In general, bigger, may not be better, but it does bring about certain options in terms of the sound spectrum. If you’ve read some of my previous posts, you may have come across the mention of “fake” bass. To “fake” bass is to replicate the lower frequencies which might not be possible because of the speaker by design, and bring it to the upper frequencies, which it can replicate. Typically they are brought up to about 100hz. I just don’t like it because it’s not real bass, which can overlap with other sound in that frequency area and make speakers sound muddy.

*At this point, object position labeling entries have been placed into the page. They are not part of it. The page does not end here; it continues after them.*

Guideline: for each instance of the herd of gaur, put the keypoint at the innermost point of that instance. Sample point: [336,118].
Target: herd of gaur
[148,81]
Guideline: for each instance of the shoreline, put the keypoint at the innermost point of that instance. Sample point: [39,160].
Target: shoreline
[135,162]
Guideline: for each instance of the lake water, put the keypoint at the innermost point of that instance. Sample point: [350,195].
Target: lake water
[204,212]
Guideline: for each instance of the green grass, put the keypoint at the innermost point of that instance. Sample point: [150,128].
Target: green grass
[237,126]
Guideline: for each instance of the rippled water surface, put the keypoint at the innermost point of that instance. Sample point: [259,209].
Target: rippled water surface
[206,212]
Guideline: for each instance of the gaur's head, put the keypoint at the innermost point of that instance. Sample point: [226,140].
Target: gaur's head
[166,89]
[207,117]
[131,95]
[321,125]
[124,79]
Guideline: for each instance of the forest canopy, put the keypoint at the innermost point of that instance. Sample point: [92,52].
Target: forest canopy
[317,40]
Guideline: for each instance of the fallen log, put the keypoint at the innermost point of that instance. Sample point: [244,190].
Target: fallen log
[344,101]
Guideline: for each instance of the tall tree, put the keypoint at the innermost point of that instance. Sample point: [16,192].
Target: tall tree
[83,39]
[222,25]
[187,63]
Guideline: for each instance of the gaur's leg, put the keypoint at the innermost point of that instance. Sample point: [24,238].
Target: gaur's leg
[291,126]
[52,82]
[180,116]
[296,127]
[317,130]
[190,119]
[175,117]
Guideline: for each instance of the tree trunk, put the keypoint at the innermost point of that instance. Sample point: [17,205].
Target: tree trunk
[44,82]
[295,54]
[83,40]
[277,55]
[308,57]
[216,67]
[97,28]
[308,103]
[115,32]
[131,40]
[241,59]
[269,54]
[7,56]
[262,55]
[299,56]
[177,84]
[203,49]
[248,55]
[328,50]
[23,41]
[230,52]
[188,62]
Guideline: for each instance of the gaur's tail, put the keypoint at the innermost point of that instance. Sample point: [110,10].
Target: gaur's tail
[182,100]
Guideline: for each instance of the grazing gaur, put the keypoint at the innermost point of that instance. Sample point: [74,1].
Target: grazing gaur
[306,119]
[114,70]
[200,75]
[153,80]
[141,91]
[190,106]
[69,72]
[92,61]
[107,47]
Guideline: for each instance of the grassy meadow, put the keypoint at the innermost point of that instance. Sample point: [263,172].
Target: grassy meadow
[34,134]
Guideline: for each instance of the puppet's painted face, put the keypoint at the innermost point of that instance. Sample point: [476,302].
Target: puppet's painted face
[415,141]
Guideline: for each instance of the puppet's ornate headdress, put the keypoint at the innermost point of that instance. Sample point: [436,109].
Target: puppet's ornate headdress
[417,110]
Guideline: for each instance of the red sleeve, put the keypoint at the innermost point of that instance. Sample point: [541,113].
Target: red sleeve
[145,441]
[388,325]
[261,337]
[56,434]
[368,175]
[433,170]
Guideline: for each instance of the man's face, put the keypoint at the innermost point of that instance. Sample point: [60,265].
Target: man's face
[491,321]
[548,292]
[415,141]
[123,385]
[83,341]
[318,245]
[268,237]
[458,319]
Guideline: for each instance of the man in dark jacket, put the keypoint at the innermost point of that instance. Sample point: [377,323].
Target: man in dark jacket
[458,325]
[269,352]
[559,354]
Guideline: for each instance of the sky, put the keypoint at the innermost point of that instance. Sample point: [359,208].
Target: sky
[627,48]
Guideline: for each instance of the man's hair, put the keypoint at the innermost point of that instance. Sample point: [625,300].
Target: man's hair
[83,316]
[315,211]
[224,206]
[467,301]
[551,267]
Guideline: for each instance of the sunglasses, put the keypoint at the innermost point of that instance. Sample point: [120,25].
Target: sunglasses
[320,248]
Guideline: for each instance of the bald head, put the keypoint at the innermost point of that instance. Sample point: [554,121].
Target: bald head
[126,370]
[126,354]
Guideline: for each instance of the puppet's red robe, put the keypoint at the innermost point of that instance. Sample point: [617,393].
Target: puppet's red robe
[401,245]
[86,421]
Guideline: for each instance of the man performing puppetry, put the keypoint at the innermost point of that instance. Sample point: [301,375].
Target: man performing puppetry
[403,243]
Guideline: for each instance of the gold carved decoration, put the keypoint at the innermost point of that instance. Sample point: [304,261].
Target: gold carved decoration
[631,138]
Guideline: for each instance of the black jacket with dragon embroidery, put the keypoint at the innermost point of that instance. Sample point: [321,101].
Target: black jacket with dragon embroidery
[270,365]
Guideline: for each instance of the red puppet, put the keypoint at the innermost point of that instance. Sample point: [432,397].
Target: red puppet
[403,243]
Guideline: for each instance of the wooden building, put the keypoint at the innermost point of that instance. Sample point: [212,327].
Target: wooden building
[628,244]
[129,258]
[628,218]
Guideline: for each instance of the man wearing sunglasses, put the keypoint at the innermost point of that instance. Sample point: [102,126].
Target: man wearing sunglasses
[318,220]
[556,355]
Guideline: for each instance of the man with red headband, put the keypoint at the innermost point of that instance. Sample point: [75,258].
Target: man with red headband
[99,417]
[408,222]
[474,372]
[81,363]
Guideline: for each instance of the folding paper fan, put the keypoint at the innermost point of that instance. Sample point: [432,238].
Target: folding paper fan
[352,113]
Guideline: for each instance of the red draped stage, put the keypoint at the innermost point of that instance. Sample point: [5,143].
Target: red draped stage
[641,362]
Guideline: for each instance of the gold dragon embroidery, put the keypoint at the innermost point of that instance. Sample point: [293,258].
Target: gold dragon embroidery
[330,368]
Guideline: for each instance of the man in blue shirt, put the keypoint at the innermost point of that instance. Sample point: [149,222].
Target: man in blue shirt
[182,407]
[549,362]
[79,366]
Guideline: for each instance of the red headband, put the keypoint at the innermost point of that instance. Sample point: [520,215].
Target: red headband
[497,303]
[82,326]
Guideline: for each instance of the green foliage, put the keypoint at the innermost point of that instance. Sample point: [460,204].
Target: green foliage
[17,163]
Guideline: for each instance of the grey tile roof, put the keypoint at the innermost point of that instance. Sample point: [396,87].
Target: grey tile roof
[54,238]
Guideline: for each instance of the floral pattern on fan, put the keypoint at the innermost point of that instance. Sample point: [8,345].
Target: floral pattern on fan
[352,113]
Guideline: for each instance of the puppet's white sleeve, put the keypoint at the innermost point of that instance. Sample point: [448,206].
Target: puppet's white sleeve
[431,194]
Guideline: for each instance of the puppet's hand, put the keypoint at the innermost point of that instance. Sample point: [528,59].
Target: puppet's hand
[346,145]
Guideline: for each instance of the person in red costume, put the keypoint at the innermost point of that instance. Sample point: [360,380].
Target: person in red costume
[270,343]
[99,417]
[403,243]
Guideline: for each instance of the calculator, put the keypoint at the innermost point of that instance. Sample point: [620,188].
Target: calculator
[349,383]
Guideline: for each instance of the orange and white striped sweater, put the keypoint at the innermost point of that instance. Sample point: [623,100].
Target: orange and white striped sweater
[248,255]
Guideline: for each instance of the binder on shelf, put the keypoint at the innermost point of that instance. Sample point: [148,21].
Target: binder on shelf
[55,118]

Like the title says, there is no replacement for displacement. There is a reason why we have speakers dedicated for the lower end of the sound spectrum, which we know as subwoofers. I’m not talking about those small subwoofers that come with those soundbars. I’m talking about those big ones in serious systems, and a good example is my very own Velodyne CT-100, which you can also read about here. The reason why they’re big and cubic is to replicate the lower spectrum of sound, which is typically 120Hz or lower. They are the ones that generate the true “ompf” in a system. To explain why they need to be big, if you see their woofers, they come in typically sizes of 8″ or more. Your other speakers don’t need that big a woofer, but these sizes are a necessity, and especially anything larger than 10″ for deeper, intense feels, sound in movie scenes. Why? Science behind it is, if you know how the speaker works, it moves more volume of air for the thump that you can feel. It’s like moving paper through air. It’s harder to move the paper if you’re moving it through flat side that you write on versus the thin sides that can cut you. It takes more energy to move more air at a faster rate, and that’s why you need to dedicate that to a specific speaker to generate the full sound.
Well then, what about tower speakers? There are some that will generate a close to “full” spectrum, which I consider to be near or from 20Hz to 20kHz. But if you go by the stat sheets, some only goes to around 35, and can’t get the last 15 or so because it doesn’t have the woofers for that purpose. But in general not many sounds go down past around 60. But that doesn’t take into consideration the drop in volume because it will start to struggle by that frequency. That’s why in the specs you can sees something like ±3db attached the that back. Anything that says ±6db is basically not a frequency you can hear anymore, and even then 3db difference is something you probably barely hear, but is not at the listening level compared to the rest of the sound spectrum.
In music, you can get away with maybe models with a sub included in their enclosure design, such as those from NHT’s line, especially the older models such as the 3.3 or Evolution T series. However, even tower speakers need the help of Subwoofer for the full experience. They can go lower because of the bigger woofers and with the help of the enclosure, but having just towers without a sub in some form, will not deliver the best listening experience, especially in movies. So, to end it off, like the title says, if you want a seriously good sound system that will deliver the “full” package, there is indeed, no replacement for displacement.